Though knowledge represents freedom for Equiano and is an obligation for Candide, both authors convey their disdain for ignorance. Equiano admonishes those who perpetuate their own ignorance, “even to pour out to them the treasures of wisdom is throwing the jewels of instruction away” (469). He condemns anyone who does not learn from their past, notably slave owners, who he saw continuing to act savagely again and again with total disregard for the humanity of their victims. Likewise, Voltaire reprimands the ignorant. The final line of Candide illustrates Candide’s revelation and Voltaire’s thesis. When Pangloss attempts justifying all of their adversity, Candide responds, “that is well said…but we must cultivate our garden” (338).

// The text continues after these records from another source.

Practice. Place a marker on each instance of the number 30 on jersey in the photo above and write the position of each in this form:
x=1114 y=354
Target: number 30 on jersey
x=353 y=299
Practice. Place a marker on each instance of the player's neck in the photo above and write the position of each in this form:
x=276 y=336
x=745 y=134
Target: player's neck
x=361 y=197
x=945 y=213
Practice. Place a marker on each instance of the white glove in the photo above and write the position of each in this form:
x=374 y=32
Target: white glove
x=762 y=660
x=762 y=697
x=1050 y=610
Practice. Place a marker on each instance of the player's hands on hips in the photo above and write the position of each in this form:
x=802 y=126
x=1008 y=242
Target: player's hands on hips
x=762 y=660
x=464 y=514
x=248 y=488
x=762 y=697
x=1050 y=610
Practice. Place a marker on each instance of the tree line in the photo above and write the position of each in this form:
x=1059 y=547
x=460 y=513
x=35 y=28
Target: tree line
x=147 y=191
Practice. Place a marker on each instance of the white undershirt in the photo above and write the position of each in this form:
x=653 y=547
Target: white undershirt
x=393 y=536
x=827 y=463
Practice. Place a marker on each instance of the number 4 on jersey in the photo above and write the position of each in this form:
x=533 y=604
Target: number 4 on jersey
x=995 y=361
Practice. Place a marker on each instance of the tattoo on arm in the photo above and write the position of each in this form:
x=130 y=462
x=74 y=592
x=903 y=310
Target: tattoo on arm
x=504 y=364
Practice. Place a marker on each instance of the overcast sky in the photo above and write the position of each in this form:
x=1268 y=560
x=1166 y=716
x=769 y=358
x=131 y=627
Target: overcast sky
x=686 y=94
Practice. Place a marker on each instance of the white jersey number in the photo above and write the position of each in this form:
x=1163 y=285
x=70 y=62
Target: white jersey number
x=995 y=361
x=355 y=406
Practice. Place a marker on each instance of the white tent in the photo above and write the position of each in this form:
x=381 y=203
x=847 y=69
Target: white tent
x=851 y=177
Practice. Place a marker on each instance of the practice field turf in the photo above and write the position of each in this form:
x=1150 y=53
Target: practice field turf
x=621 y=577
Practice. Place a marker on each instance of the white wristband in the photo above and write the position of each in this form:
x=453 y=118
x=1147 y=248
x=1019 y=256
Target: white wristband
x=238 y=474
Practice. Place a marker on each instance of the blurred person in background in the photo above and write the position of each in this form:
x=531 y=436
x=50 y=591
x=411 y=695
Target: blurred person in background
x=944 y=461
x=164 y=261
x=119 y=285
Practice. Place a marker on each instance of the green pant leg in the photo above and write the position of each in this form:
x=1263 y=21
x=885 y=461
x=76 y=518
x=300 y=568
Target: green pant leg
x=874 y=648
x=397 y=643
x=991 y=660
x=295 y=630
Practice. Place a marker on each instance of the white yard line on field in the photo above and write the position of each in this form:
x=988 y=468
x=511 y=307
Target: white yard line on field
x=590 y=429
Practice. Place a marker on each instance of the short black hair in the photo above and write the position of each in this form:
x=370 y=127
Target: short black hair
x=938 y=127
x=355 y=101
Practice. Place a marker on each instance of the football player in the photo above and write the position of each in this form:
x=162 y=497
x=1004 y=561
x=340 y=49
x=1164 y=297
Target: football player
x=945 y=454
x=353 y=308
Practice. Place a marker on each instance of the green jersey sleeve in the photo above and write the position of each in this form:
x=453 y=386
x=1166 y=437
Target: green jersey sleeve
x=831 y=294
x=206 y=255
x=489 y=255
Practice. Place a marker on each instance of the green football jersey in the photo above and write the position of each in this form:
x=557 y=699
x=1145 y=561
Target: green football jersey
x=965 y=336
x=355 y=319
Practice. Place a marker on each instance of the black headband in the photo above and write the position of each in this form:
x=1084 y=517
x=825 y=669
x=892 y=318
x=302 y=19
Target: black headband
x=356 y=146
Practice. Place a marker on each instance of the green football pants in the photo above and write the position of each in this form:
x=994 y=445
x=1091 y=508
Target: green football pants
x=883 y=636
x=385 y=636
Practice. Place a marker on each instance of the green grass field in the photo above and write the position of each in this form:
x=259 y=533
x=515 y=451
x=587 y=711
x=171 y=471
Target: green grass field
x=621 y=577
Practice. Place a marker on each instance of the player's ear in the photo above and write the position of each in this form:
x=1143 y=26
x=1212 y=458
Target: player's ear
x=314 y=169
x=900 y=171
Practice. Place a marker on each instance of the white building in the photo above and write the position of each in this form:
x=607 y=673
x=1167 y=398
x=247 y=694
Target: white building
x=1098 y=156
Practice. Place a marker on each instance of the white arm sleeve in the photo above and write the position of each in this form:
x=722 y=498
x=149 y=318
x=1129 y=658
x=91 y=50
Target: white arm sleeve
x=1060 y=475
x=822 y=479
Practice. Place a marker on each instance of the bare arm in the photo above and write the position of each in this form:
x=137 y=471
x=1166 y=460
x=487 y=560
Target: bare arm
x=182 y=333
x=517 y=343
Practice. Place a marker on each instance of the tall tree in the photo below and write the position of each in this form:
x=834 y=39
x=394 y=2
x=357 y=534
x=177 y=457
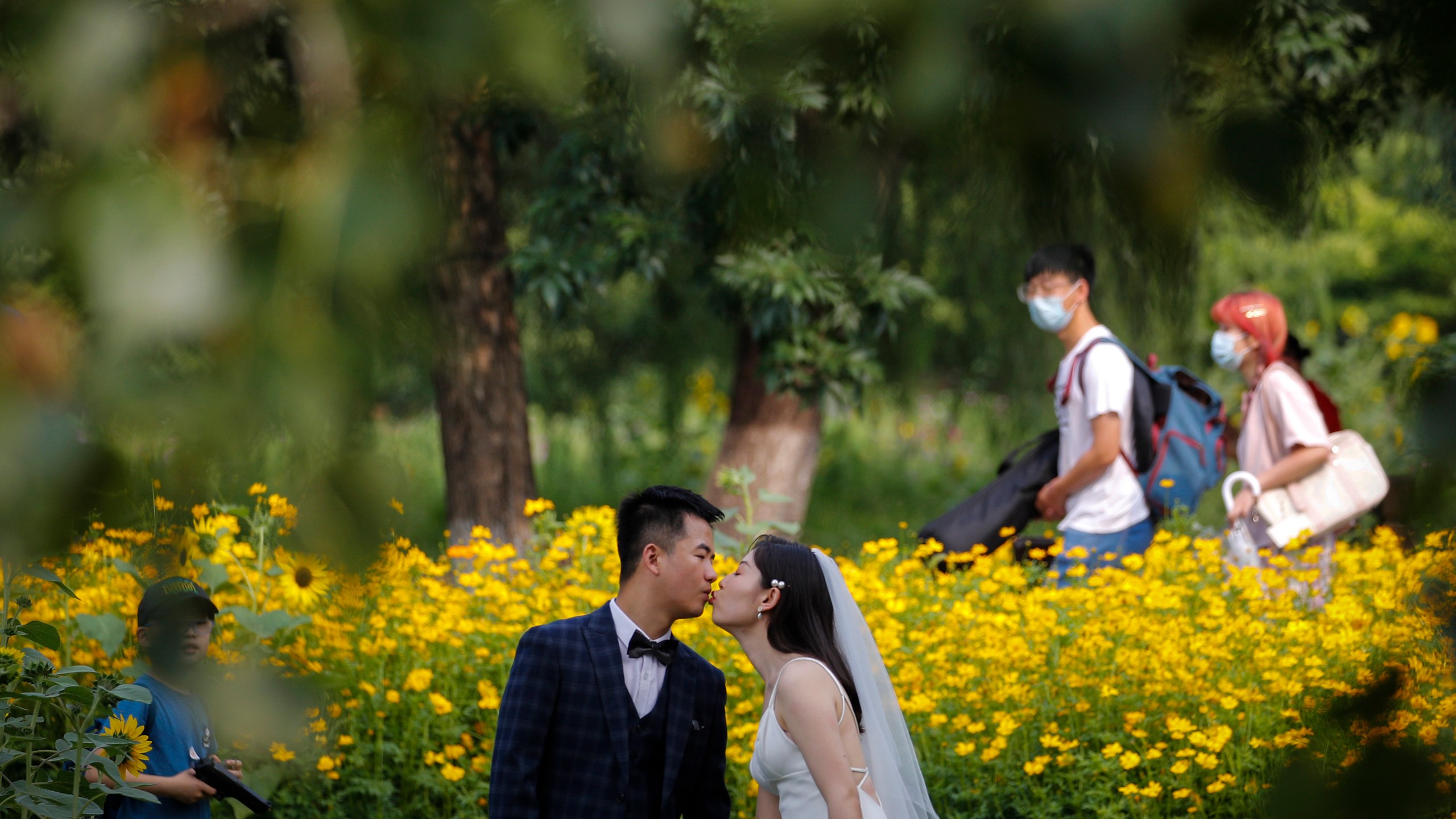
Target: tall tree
x=479 y=377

Though a philosophy might be worded well, it is fruitless theorizing and does not precipitate realistic, beneficial goals. Candide finally understands that there is no predetermined purpose for suffering and that it is solely an aspect of life, and that it is wholly ignorant to justify human suffering for the common good, because no common good exists when everyone is suffering. It is better to seek knowledge through misery than to blindly and contentedly follow foolhardy attempts to explain the world.